Printing of webpages has been an ongoing bugbear for both my colleagues and myself and while this does not preserve layout, that is not always the goal.  Readability has in fact already helped me to read badly laid-out text obscured by overflow into an adjacent column.  Have yet to find a showstopper, merely some occasional clashes with inline images and it renders home pages only with a prior caveat, and it may come in useful to people with mild vision issues.  If you have Firefox or Chrome it's as simple as dragging the bookmark to your Bookmark Bar, for IE right-click and add to Favorites Bar.

Get your bookmarklet here: Readability

Wednesday, June 23, 2010

Remote Desktop Connection Manager - a boon for admins

I subscribe to a bunch of Microsoft blogs and one of them revealed a gem in the past month.  RDCMan, a tool which allows an admin to group together remote desktops, preset their username/password combos and connect to those groups with a right-click option, has been invaluable in my work lately which involves quickly jumping from server to server or from servers to a group of workstations.  The gorgeous thing about it is not merely a gallery of thumbnails of the connected sessions, but the ability to interact with the thumbnails with sufficiently accurate mouse clicks.  Heartily recommended.

Here's the original post:
Introducing Remote Desktop Connection Manager 2.2 (You had me at EHLO - the Microsoft Exchange Team blog)

Blackberry 8530 rebooting problem when activated on BES

We just got one of the new Blackberry 8530 EVDO touchpad devices from Bell Mobility, but returned the first one which we thought was defective.  When the second one went down at the same point in getting it set up (being added to our Blackberry Enterprise Server) this raised a flag.  It turns out the software currently posted on RIM's site has a bug which causes continuous reboots when policies such as memory cleaner are enabled.

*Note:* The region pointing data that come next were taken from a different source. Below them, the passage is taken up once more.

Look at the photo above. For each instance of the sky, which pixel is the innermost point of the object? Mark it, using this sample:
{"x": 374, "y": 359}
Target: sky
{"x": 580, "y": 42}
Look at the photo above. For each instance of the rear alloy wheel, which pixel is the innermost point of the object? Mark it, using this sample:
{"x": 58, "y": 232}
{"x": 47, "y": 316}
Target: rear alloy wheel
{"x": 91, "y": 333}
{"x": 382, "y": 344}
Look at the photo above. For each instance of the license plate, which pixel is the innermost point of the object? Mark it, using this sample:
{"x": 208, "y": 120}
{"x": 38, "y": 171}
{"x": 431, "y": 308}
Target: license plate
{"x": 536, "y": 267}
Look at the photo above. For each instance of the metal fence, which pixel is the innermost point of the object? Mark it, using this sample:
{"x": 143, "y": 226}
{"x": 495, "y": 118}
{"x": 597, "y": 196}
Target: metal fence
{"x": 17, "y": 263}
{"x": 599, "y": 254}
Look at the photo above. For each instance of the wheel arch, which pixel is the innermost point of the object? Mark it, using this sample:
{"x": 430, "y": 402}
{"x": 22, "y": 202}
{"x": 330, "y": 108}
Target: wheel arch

A customised loader to enable the OS to be patched to the point where the device resuscitates is available, but you need to talk to Bell Data Support for it.  The loader was a bit finicky and threw errors a couple of times but eventually declared no patch required (i.e. the patch had taken) and the device rebooted.  Happy days.

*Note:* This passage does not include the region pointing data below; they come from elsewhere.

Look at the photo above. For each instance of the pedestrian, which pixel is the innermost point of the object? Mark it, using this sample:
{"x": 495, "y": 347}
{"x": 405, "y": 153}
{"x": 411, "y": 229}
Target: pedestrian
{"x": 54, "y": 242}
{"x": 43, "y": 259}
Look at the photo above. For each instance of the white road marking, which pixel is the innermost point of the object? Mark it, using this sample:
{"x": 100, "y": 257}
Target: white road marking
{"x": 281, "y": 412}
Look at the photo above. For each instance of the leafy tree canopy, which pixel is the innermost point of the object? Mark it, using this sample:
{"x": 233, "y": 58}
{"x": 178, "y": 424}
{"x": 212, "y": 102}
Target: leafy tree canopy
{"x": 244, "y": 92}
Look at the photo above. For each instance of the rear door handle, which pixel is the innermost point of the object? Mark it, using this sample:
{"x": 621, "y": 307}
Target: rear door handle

UPDATE August 6th - the updated software (Package, Applications, Platform is available on for a conventional update, but I'm not sure you won't need to patch using the support tool if it's already in the reboot state.

Sorry it's been so quiet

And I can't guarantee it won't be again... but I'm going to share a few things of a technical nature.  Also - comments on posts more than 14 days old are now moderated after a certain number of unreadable (by me) comments were left on the post on Arthur C. Clarke.  If I can't read them, comments won't be staying.

Update (July 18th) - comments are now fully moderated.